Faced with the patient’s refusal to be tested for HIV directly, his doctor ordered a test that is an indirect indicator of HIV infection, in effect sending the message that he knew better than the patient and could get around the requirement for consent if he desired. By doing so, the patient’s autonomy (which is meant to be protected by the HIV consenting process) was purposefully undermined. This is just the kind of situation that was anticipated when the original HIV testing policies were developed. If a patient has been fully counseled regarding HIV testing and infection and still declines to be tested, no matter what the situation may be, it does not seem right to undermine his or her autonomy.
It has been argued that more widespread HIV testing would be beneficial to both individuals and society. Individuals would be able to seek care earlier, which would allow them to live healthily for longer periods of time. Society would gain because individuals who are aware of their disease status earlier are less likely to spread the infection unknowingly. So why do patients continue to avoid HIV testing? Several reasons can be inferred from the case described in the journal article. Many of those who are at high risk for infection belong to marginalized populations, and the questions posed during screening for the presence of HIV risk factors ask about intimate and unlawful behaviors. As a result, patients pay careful attention to how they reply, fearing that their responses may alter how they are perceived by physicians and other health care workers. The patient in the reported case was careful to deny any homosexual activity, despite having several homosexual friends who were themselves infected with HIV. He also denied drug use and extramarital affairs. By denying these activities he distanced himself from marginalized populations like drug users and homosexuals and activities that are frowned upon like adultery.

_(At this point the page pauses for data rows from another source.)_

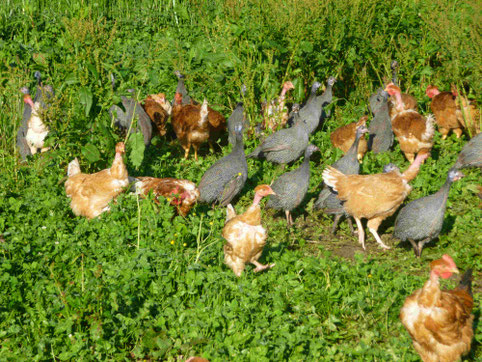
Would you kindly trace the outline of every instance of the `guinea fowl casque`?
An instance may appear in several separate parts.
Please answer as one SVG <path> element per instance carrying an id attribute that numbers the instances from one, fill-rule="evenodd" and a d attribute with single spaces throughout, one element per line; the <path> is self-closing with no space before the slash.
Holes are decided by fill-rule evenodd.
<path id="1" fill-rule="evenodd" d="M 136 193 L 147 195 L 150 191 L 158 201 L 163 196 L 169 203 L 176 207 L 181 216 L 186 216 L 199 198 L 199 190 L 194 182 L 180 180 L 172 177 L 136 177 Z"/>
<path id="2" fill-rule="evenodd" d="M 144 101 L 143 108 L 157 128 L 160 136 L 166 134 L 166 122 L 171 115 L 172 106 L 164 93 L 151 94 Z"/>
<path id="3" fill-rule="evenodd" d="M 187 93 L 186 86 L 184 85 L 184 75 L 182 75 L 179 70 L 175 70 L 174 74 L 177 77 L 176 93 L 179 93 L 182 96 L 181 105 L 185 106 L 186 104 L 194 104 L 194 105 L 198 104 L 198 102 L 196 102 L 194 99 L 191 99 L 191 97 Z M 174 103 L 174 101 L 172 103 Z"/>
<path id="4" fill-rule="evenodd" d="M 369 100 L 374 117 L 368 127 L 368 149 L 374 154 L 386 152 L 393 145 L 392 122 L 388 113 L 388 93 L 378 89 Z"/>
<path id="5" fill-rule="evenodd" d="M 390 68 L 392 69 L 391 84 L 396 87 L 400 87 L 400 85 L 398 84 L 398 67 L 398 62 L 396 60 L 393 60 L 390 64 Z M 405 110 L 411 109 L 414 111 L 418 111 L 417 99 L 414 96 L 406 93 L 401 93 L 401 101 Z M 390 97 L 390 100 L 388 102 L 388 111 L 390 113 L 390 118 L 393 118 L 394 113 L 396 112 L 396 108 L 400 106 L 401 104 L 399 99 Z"/>
<path id="6" fill-rule="evenodd" d="M 392 112 L 392 128 L 400 143 L 400 149 L 410 163 L 418 153 L 428 153 L 433 146 L 432 116 L 423 117 L 417 111 L 408 109 L 401 99 L 400 88 L 393 83 L 385 89 L 396 99 Z"/>
<path id="7" fill-rule="evenodd" d="M 248 178 L 242 127 L 235 129 L 235 135 L 236 144 L 231 153 L 216 161 L 201 178 L 199 201 L 226 206 L 242 190 Z"/>
<path id="8" fill-rule="evenodd" d="M 109 202 L 129 184 L 124 153 L 124 143 L 119 142 L 112 166 L 93 174 L 82 173 L 77 159 L 69 163 L 65 193 L 72 199 L 70 207 L 75 215 L 92 219 L 109 210 Z"/>
<path id="9" fill-rule="evenodd" d="M 377 233 L 378 227 L 387 217 L 393 215 L 403 200 L 411 191 L 408 184 L 420 169 L 420 164 L 428 154 L 417 156 L 412 165 L 400 173 L 398 168 L 392 167 L 389 172 L 375 175 L 344 175 L 337 169 L 328 166 L 323 171 L 325 184 L 338 192 L 338 198 L 344 202 L 346 212 L 353 216 L 358 227 L 358 242 L 365 249 L 365 232 L 361 219 L 368 219 L 368 230 L 384 249 L 385 245 Z M 275 190 L 276 191 L 276 190 Z"/>
<path id="10" fill-rule="evenodd" d="M 299 114 L 298 114 L 299 115 Z M 270 134 L 248 158 L 261 158 L 279 164 L 297 160 L 305 151 L 309 142 L 306 123 L 297 117 L 295 125 Z"/>
<path id="11" fill-rule="evenodd" d="M 300 109 L 300 117 L 306 123 L 305 127 L 308 134 L 312 134 L 323 119 L 328 116 L 323 108 L 329 105 L 333 100 L 333 84 L 335 84 L 335 82 L 335 77 L 328 78 L 326 89 L 320 96 L 316 96 L 316 90 L 318 88 L 315 89 L 315 95 L 313 96 L 313 87 L 319 83 L 316 82 L 313 84 L 308 101 L 304 107 Z"/>
<path id="12" fill-rule="evenodd" d="M 355 133 L 355 140 L 351 145 L 348 152 L 336 161 L 331 167 L 337 169 L 338 171 L 342 172 L 345 175 L 358 175 L 360 172 L 360 163 L 357 159 L 358 153 L 358 144 L 360 139 L 362 139 L 363 135 L 368 132 L 368 129 L 364 124 L 360 124 L 356 128 Z M 333 221 L 333 228 L 331 229 L 331 233 L 335 234 L 336 227 L 340 222 L 342 216 L 345 216 L 348 220 L 348 224 L 350 225 L 350 229 L 353 232 L 353 224 L 351 221 L 350 216 L 346 213 L 345 209 L 343 208 L 343 204 L 341 203 L 340 199 L 337 197 L 337 193 L 333 191 L 327 185 L 324 185 L 323 190 L 321 190 L 318 199 L 314 204 L 315 209 L 324 209 L 326 214 L 335 215 L 335 220 Z"/>
<path id="13" fill-rule="evenodd" d="M 293 171 L 284 173 L 271 185 L 275 195 L 269 198 L 266 207 L 283 210 L 288 227 L 293 225 L 291 210 L 301 204 L 308 191 L 308 186 L 310 185 L 310 157 L 315 151 L 319 151 L 318 147 L 308 145 L 305 150 L 305 159 L 301 166 Z"/>
<path id="14" fill-rule="evenodd" d="M 438 192 L 409 202 L 398 213 L 393 236 L 410 241 L 416 256 L 420 257 L 423 246 L 440 234 L 450 186 L 462 177 L 463 173 L 451 169 Z"/>
<path id="15" fill-rule="evenodd" d="M 482 168 L 482 133 L 474 136 L 464 145 L 454 167 L 457 170 L 471 167 Z"/>
<path id="16" fill-rule="evenodd" d="M 283 128 L 288 121 L 288 109 L 286 109 L 286 93 L 294 89 L 293 83 L 290 81 L 283 83 L 283 89 L 278 98 L 271 101 L 263 102 L 261 106 L 261 113 L 263 115 L 262 129 L 269 129 L 271 131 L 277 131 Z"/>
<path id="17" fill-rule="evenodd" d="M 268 185 L 257 186 L 254 189 L 253 203 L 240 215 L 236 215 L 231 204 L 228 205 L 226 224 L 223 228 L 223 237 L 227 241 L 224 245 L 224 262 L 237 277 L 241 276 L 246 263 L 256 266 L 254 272 L 274 266 L 263 265 L 258 261 L 268 237 L 266 229 L 261 225 L 259 202 L 263 197 L 274 194 Z"/>
<path id="18" fill-rule="evenodd" d="M 453 362 L 470 351 L 472 269 L 467 269 L 455 289 L 440 290 L 439 278 L 448 279 L 452 273 L 459 270 L 449 255 L 432 261 L 429 280 L 407 297 L 400 311 L 400 320 L 424 362 Z"/>
<path id="19" fill-rule="evenodd" d="M 347 153 L 353 145 L 353 142 L 355 141 L 358 127 L 365 125 L 367 120 L 368 116 L 363 116 L 358 120 L 358 122 L 352 122 L 350 124 L 347 124 L 346 126 L 337 128 L 330 134 L 331 144 L 335 148 L 339 148 L 340 150 L 342 150 L 343 153 Z M 361 137 L 358 141 L 357 150 L 357 158 L 359 162 L 361 162 L 366 152 L 367 140 L 365 139 L 365 137 Z"/>

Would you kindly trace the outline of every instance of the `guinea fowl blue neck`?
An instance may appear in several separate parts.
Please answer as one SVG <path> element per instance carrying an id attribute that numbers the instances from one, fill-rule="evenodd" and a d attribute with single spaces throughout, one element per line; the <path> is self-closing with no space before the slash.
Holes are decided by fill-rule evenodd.
<path id="1" fill-rule="evenodd" d="M 454 169 L 450 169 L 449 173 L 447 174 L 447 179 L 445 180 L 445 183 L 437 191 L 437 194 L 442 194 L 444 195 L 444 199 L 447 199 L 450 191 L 450 186 L 452 186 L 452 183 L 454 181 L 460 180 L 464 176 L 465 175 L 462 172 L 456 171 Z"/>
<path id="2" fill-rule="evenodd" d="M 358 144 L 360 143 L 360 138 L 367 132 L 368 132 L 368 129 L 365 127 L 365 125 L 357 127 L 356 134 L 355 134 L 355 141 L 353 142 L 353 144 L 351 145 L 350 149 L 348 150 L 345 156 L 351 157 L 354 159 L 357 158 Z"/>

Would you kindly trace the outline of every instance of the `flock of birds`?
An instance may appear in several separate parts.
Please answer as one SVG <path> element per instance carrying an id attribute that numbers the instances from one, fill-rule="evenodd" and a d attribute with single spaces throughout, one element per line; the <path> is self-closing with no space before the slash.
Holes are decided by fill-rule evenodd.
<path id="1" fill-rule="evenodd" d="M 378 235 L 378 227 L 403 203 L 411 191 L 409 182 L 430 156 L 434 122 L 442 138 L 447 137 L 450 131 L 460 137 L 467 119 L 479 117 L 477 106 L 461 97 L 456 90 L 440 92 L 434 86 L 426 90 L 432 99 L 433 116 L 424 117 L 418 112 L 417 100 L 402 93 L 398 87 L 397 66 L 396 62 L 392 63 L 392 82 L 369 99 L 373 113 L 369 127 L 366 126 L 368 117 L 364 116 L 331 134 L 333 146 L 340 148 L 345 155 L 324 169 L 324 185 L 314 203 L 315 208 L 334 215 L 333 234 L 342 217 L 347 218 L 352 232 L 356 233 L 351 222 L 353 218 L 363 249 L 365 233 L 361 219 L 367 219 L 368 230 L 377 243 L 384 249 L 390 248 Z M 143 104 L 133 98 L 122 97 L 124 109 L 117 105 L 110 109 L 116 124 L 142 132 L 148 145 L 156 130 L 161 137 L 169 133 L 170 120 L 172 130 L 185 151 L 185 158 L 189 157 L 192 148 L 196 159 L 202 144 L 208 142 L 213 148 L 227 133 L 233 146 L 231 153 L 215 162 L 196 186 L 192 181 L 175 178 L 130 177 L 123 161 L 125 146 L 119 142 L 112 166 L 108 169 L 86 174 L 82 173 L 77 159 L 69 163 L 65 191 L 71 199 L 72 211 L 78 216 L 98 217 L 109 210 L 109 203 L 129 185 L 138 194 L 152 192 L 157 202 L 160 197 L 167 199 L 182 216 L 196 202 L 219 204 L 227 207 L 222 231 L 226 239 L 225 263 L 238 277 L 247 263 L 256 267 L 254 272 L 272 268 L 274 264 L 259 262 L 268 236 L 261 222 L 259 203 L 263 197 L 269 197 L 266 207 L 283 211 L 288 227 L 293 224 L 291 211 L 301 204 L 308 191 L 310 156 L 319 151 L 318 147 L 310 144 L 309 138 L 329 115 L 326 106 L 332 101 L 335 78 L 327 80 L 321 95 L 317 94 L 321 84 L 315 82 L 305 104 L 294 104 L 291 112 L 288 112 L 285 101 L 293 84 L 285 82 L 280 96 L 262 105 L 263 122 L 251 127 L 242 101 L 226 121 L 223 115 L 208 106 L 206 99 L 202 103 L 193 100 L 184 85 L 184 77 L 179 72 L 176 75 L 178 85 L 172 104 L 163 93 L 148 96 Z M 48 150 L 44 147 L 44 140 L 49 128 L 43 110 L 48 107 L 53 90 L 43 85 L 38 72 L 35 76 L 38 81 L 35 100 L 32 100 L 28 89 L 22 89 L 25 109 L 17 144 L 23 158 Z M 243 88 L 241 96 L 244 92 Z M 132 127 L 135 114 L 138 121 Z M 248 155 L 244 151 L 245 133 L 262 138 L 258 147 Z M 386 152 L 392 147 L 394 136 L 411 165 L 404 172 L 396 165 L 388 164 L 382 173 L 360 175 L 364 154 L 368 150 L 375 154 Z M 398 213 L 393 235 L 402 241 L 408 240 L 416 256 L 420 257 L 424 244 L 440 234 L 450 185 L 464 176 L 460 169 L 482 167 L 481 150 L 482 136 L 478 134 L 464 146 L 437 193 L 408 203 Z M 231 201 L 241 192 L 248 178 L 247 157 L 265 159 L 284 167 L 302 155 L 304 161 L 298 168 L 282 174 L 271 185 L 257 186 L 253 203 L 244 213 L 236 214 Z M 407 298 L 402 308 L 402 323 L 424 361 L 453 361 L 470 350 L 473 336 L 472 271 L 467 270 L 455 290 L 441 291 L 439 288 L 439 277 L 448 278 L 456 272 L 455 263 L 448 255 L 432 262 L 430 279 L 422 289 Z"/>

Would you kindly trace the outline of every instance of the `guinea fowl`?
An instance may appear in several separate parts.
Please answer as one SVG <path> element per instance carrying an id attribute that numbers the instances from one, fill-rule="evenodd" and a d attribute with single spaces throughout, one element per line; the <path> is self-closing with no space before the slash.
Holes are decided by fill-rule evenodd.
<path id="1" fill-rule="evenodd" d="M 198 102 L 196 102 L 194 99 L 191 99 L 187 93 L 186 86 L 184 85 L 184 75 L 182 75 L 179 70 L 174 71 L 174 74 L 178 79 L 176 93 L 180 93 L 182 95 L 182 105 L 185 106 L 186 104 L 198 104 Z M 174 101 L 172 101 L 172 103 L 174 103 Z"/>
<path id="2" fill-rule="evenodd" d="M 306 122 L 299 117 L 293 127 L 270 134 L 248 158 L 264 157 L 270 162 L 287 164 L 297 160 L 308 143 Z"/>
<path id="3" fill-rule="evenodd" d="M 224 262 L 237 277 L 241 276 L 246 263 L 256 266 L 254 272 L 274 266 L 258 262 L 268 237 L 266 229 L 261 225 L 259 202 L 265 196 L 274 195 L 274 192 L 268 185 L 259 185 L 254 192 L 253 203 L 243 214 L 236 215 L 231 204 L 226 210 L 226 224 L 223 228 L 223 237 L 227 241 L 224 245 Z"/>
<path id="4" fill-rule="evenodd" d="M 355 141 L 356 138 L 356 131 L 359 126 L 365 125 L 366 121 L 368 120 L 368 116 L 361 117 L 358 122 L 352 122 L 347 124 L 346 126 L 342 126 L 337 128 L 330 134 L 331 144 L 339 148 L 343 151 L 343 153 L 347 153 L 348 150 L 351 148 L 351 145 Z M 368 129 L 367 129 L 368 132 Z M 358 161 L 361 162 L 363 156 L 367 152 L 367 140 L 365 137 L 360 138 L 358 142 L 358 150 L 357 150 L 357 158 Z"/>
<path id="5" fill-rule="evenodd" d="M 285 107 L 286 93 L 294 89 L 290 81 L 283 83 L 283 89 L 278 98 L 263 102 L 261 113 L 263 115 L 262 129 L 277 131 L 283 128 L 288 121 L 288 110 Z"/>
<path id="6" fill-rule="evenodd" d="M 482 133 L 472 137 L 465 144 L 454 165 L 455 169 L 479 167 L 482 168 Z"/>
<path id="7" fill-rule="evenodd" d="M 366 128 L 365 124 L 359 125 L 356 129 L 355 140 L 353 141 L 350 149 L 331 167 L 337 169 L 345 175 L 358 175 L 358 173 L 360 172 L 360 163 L 357 159 L 358 144 L 360 142 L 360 139 L 367 132 L 368 129 Z M 336 227 L 338 226 L 338 223 L 340 222 L 342 216 L 347 217 L 348 224 L 350 225 L 350 229 L 353 232 L 353 224 L 351 218 L 346 213 L 345 209 L 343 208 L 343 204 L 336 195 L 337 193 L 333 191 L 331 187 L 325 185 L 323 187 L 323 190 L 321 190 L 318 199 L 315 202 L 315 209 L 324 209 L 326 214 L 335 215 L 335 219 L 333 221 L 333 228 L 331 229 L 332 234 L 335 234 Z"/>
<path id="8" fill-rule="evenodd" d="M 417 155 L 415 161 L 404 172 L 397 167 L 384 169 L 385 173 L 375 175 L 344 175 L 328 166 L 323 171 L 325 184 L 338 192 L 346 212 L 353 216 L 358 226 L 358 242 L 365 249 L 365 232 L 361 219 L 368 219 L 368 230 L 384 249 L 385 245 L 377 233 L 378 227 L 387 217 L 393 215 L 411 191 L 408 182 L 418 174 L 420 164 L 428 154 Z"/>
<path id="9" fill-rule="evenodd" d="M 310 184 L 310 157 L 315 151 L 319 151 L 318 147 L 308 145 L 305 150 L 305 159 L 301 166 L 281 175 L 271 185 L 275 195 L 270 197 L 266 206 L 275 210 L 283 210 L 288 227 L 293 224 L 291 210 L 298 207 L 308 191 Z"/>
<path id="10" fill-rule="evenodd" d="M 115 79 L 113 79 L 112 82 L 115 84 Z M 126 132 L 129 130 L 134 117 L 137 116 L 138 121 L 136 122 L 136 127 L 132 129 L 132 132 L 142 132 L 144 144 L 149 146 L 152 139 L 151 119 L 146 111 L 144 111 L 144 108 L 142 108 L 142 105 L 135 99 L 135 90 L 129 89 L 128 92 L 131 97 L 121 96 L 122 106 L 125 111 L 114 104 L 109 108 L 109 113 L 114 119 L 114 125 Z"/>
<path id="11" fill-rule="evenodd" d="M 335 84 L 335 82 L 335 77 L 328 78 L 326 89 L 320 96 L 312 97 L 312 87 L 310 98 L 306 102 L 305 106 L 300 109 L 300 117 L 306 122 L 305 127 L 308 134 L 312 134 L 318 128 L 320 122 L 327 117 L 323 107 L 330 104 L 333 100 L 333 84 Z"/>
<path id="12" fill-rule="evenodd" d="M 241 87 L 241 99 L 244 98 L 245 93 L 246 86 L 243 84 Z M 236 108 L 233 110 L 233 113 L 228 118 L 228 142 L 230 144 L 234 144 L 234 141 L 236 141 L 236 135 L 234 133 L 236 126 L 241 126 L 242 132 L 249 127 L 249 122 L 244 115 L 244 103 L 242 100 L 238 102 Z"/>
<path id="13" fill-rule="evenodd" d="M 368 149 L 374 154 L 386 152 L 393 144 L 392 122 L 388 113 L 388 93 L 378 89 L 369 100 L 374 115 L 368 127 Z"/>
<path id="14" fill-rule="evenodd" d="M 231 153 L 216 161 L 201 178 L 199 201 L 226 206 L 242 190 L 248 178 L 248 164 L 241 126 L 236 127 L 235 134 L 236 143 Z"/>
<path id="15" fill-rule="evenodd" d="M 398 84 L 398 67 L 399 64 L 396 60 L 393 60 L 390 64 L 390 68 L 392 69 L 392 83 L 393 85 L 400 87 Z M 417 99 L 414 96 L 411 96 L 406 93 L 401 94 L 403 105 L 405 109 L 412 109 L 414 111 L 417 111 L 418 105 L 417 105 Z M 400 106 L 398 99 L 396 98 L 390 98 L 388 102 L 388 109 L 390 113 L 390 117 L 393 118 L 395 109 L 397 106 Z"/>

Fear of discrimination and stigmatization continues to be a barrier to HIV testing in the United States. Some argue that until HIV testing is treated in the same manner as testing for other diseases, it will be impossible to remove the stigma of HIV infection . I do not believe that changing the requirements for testing—from explicit consent to implied consent—will reduce the stigma of being seropositive. And, in fact, patients might avoid health care settings altogether in an effort to avoid universal HIV testing.
But routine testing might at least assure patients that they are not being perceived as members of the marginalized populations. From that vantage point, we must encourage patients’ questions, offer support, and educate them in how to manage what is now a serious, chronic—but not fatal—disease.
- Landor M. Clinical problem-solving. A hidden agenda. N Engl J Med. 1999;338(1):46-50.
- Jansen LA. HIV exceptionalism, CD4+ cell testing, and conscientious subversion. J Med Ethics. 2005;31(6):322-326.
- Bayer R, Edington C. HIV testing, human rights, and global AIDS policy: exceptionalism and its discontents. J Health Polit Policy Law. 2009;34(3):301-323.